I’ve finally migrated to the new G5. There were a few hiccups, but I’ve worked through them, for the most part.
- The Macally mouse driver wouldn’t survive a reboot. This problem magically went away after I uninstalled and reinstalled the driver.
- The StartupSound.prefpane setting also doesn’t survive a reboot. Have yet to reinstall.
- Despite working the first day, Firefox has forgotten all my site passwords. Not sure what’s up with this, but I have records of them elsewhere, so it’s not a big deal to re-type them all once as needed.
Impressions that must be noted:
- The G5 is quiet. This is a huge deal for me. My G4 was a 500 MHz unit, upgraded to 1 GHz. The upgraded CPU came with a high-pitched whine that I never fully habituated. I’m really happy it’s gone. Having two drives instead of three also helps. Having variable-speed, temperature-sensitive fans in the G5 (note: I assume that’s what they are) means the computer is nearly silent most of the time.
- It’s faster, but it doesn’t feel 4x faster. It boots probably 8x faster, and apps open quickly, but overall it’s not obvious from the performance that it has 4x the raw CPU power plus a faster memory bus, more RAM, and a faster disk subsystem. I’m not complaining, really, because it’s pretty snappy, but there was a bit of a reality check when I got all my apps installed and the machine appeared to lose about 30% off its out-of-the-box responsiveness. This impression is entirely subjective, though.
- QuickSilver kicks ass. The Firefox plug-in actually works — it never did for me under 10.3.9 — so I can access bookmarked web pages by typing the first few bytes of the name. This is no minor feat; I need to reach intranet pages whose URLs are 70-100 bytes long, but which share the first 30-70 bytes, dozens of times per day. Prior to QS I’d need to type big parts of the URL manually (for I have not used the Bookmarks menu for anything in years; it’s too cumbersome, and I really hate using the mouse that much). It may only be 2 seconds per instance that I save, but given that it usually happens when someone has just asked me a question that I’m supposed to know the answer to, those are long seconds.
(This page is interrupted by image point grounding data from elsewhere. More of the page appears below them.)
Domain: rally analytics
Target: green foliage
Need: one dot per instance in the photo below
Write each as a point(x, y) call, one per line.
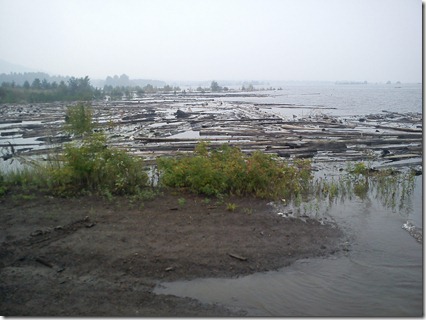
point(90, 167)
point(44, 91)
point(181, 202)
point(93, 166)
point(390, 187)
point(78, 119)
point(228, 171)
point(230, 206)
- MailSmith is still a dog. I want to love this application, and I definitely like most of it, such as its designed-in scorn for HTML email and its tight integration with SpamSieve, but the performance on a dual G5 is just embarrassing, e.g. a one-word text search against my 2004 mail archive takes over 10 seconds.
(As a comparison: I wrote an inverted index search engine that can do full-text searches, with stemming, orders of magnitude more quickly than this. Against a corpus of 1.5M documents (37M total indexed words), matching either subject or body, it returns results in about a tenth of a second. The server in question is not significantly faster than this dual 2.0 GHz Mac.
While it’s true my 2004 mail archive has a lot of messages in it, there are a whole lot fewer than 1.5M in there.
Fortunately, thanks to the BSD goodness underlying OS X, I could actually run my inverted index database app on my desktop machine and do my mail searches in MySQL. The UI would suck, though; maybe it’s time to learn RealBasic or Cocoa.)
Anyway, a recent MacWorld article promises Secret shortcuts. Hidden helpers. Mysterious menus… insider power-user tips for OS 10.4, aka Tiger. It’s worth a read. Nothing earth-shaking there, but a few potentially useful things.